Skip to content

Production-ready Great Expectations toolkit for automated database testing and data quality validation. Validate data integrity before and after database operations with pre-built expectation suites, decorators, and support for PostgreSQL, MySQL, SQL Server, SQLite, and Oracle.

License

Notifications You must be signed in to change notification settings

Thor011/database-expectations-python

Repository files navigation

Database Expectations - Python

A production-ready Great Expectations toolkit for automated database testing and data quality validation.

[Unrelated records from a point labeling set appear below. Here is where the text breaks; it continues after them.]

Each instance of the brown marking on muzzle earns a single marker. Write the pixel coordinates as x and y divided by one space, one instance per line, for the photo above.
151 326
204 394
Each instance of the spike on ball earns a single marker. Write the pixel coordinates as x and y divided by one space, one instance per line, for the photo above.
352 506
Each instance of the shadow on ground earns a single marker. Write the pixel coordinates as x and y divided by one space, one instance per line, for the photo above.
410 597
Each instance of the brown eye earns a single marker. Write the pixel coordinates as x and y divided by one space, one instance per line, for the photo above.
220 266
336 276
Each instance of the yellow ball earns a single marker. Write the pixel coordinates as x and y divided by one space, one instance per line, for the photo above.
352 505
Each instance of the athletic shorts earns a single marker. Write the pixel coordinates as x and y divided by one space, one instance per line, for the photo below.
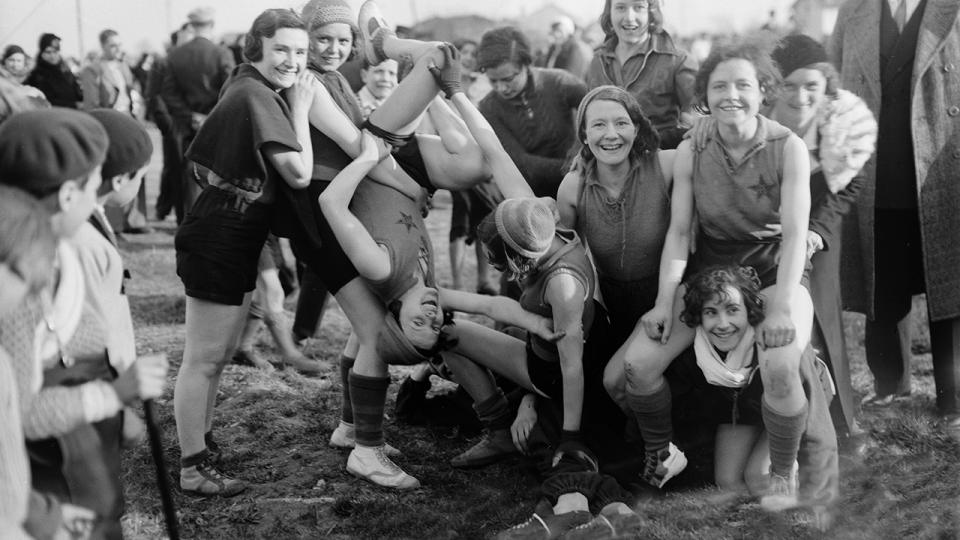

Perfect for developers who want to ensure data integrity before and after database operations.

🎯 What This Does

Validates your database data automatically using Great Expectations:

  • ✅ Check for NULL values in critical columns
  • ✅ Validate data types and formats
  • ✅ Ensure values are within expected ranges
  • ✅ Verify foreign key relationships
  • ✅ Monitor data quality over time
  • ✅ Run validations in CI/CD pipelines

🚀 Quick Start

Installation

# Clone the repository
git clone https://github.com/Thor011/database-expectations-python.git
cd database-expectations-python

# Install dependencies
pip install -r requirements.txt

No need to initialize Great Expectations separately - the library handles it automatically!

Basic Usage

from db_expectations import DatabaseValidator
from db_expectations.suites import ExpectationSuites

# Connect to your database
validator = DatabaseValidator(
    connection_string="postgresql://user:password@localhost:5432/mydb"
)

# Use pre-built expectation suites
expectations = ExpectationSuites.null_checks(["user_id", "email", "created_at"])
expectations += ExpectationSuites.unique_checks(["user_id", "email"])

# Run validation
results = validator.validate_table(
    table_name="users",
    expectations=expectations
)

print(f"Validation passed: {results['success']}")

📁 Project Structure

database-expectations-python/
├── src/
│   ├── db_expectations/
│   │   ├── __init__.py
│   │   ├── validator.py         # Core database validator
│   │   ├── decorators.py        # Validation decorators
│   │   └── suites/
│   │       └── __init__.py      # Pre-built ExpectationSuites
├── examples/
│   ├── basic_sqlite_example.py
│   ├── postgresql_decorators_example.py
│   ├── etl_pipeline_example.py
│   ├── chinook_database_example.py      # Music store database
│   ├── northwind_database_example.py    # Business operations
│   ├── world_database_example.py        # Geographic data
│   ├── banking_database_example.py      # Financial transactions
│   └── etl_validation_example.py        # ETL with decorators
├── tests/
│   ├── test_validator.py
│   └── test_decorators.py
├── docs/
│   ├── API_REFERENCE.md
│   └── QUICK_START.md
├── requirements.txt
├── setup.py
└── README.md

🔧 Features

Pre-built Expectation Suites

from db_expectations.suites import ExpectationSuites

# Null checks for critical columns
null_checks = ExpectationSuites.null_checks(["user_id", "email", "name"])

# Type validation
type_checks = ExpectationSuites.type_checks({
    "user_id": "INTEGER",
    "email": "VARCHAR",
    "age": "INTEGER"
})

# Range validation
range_checks = ExpectationSuites.range_checks({
    "age": {"min_value": 0, "max_value": 120},
    "price": {"min_value": 0, "max_value": 999999}
})

# Unique constraints
unique_checks = ExpectationSuites.unique_checks(["user_id", "email"])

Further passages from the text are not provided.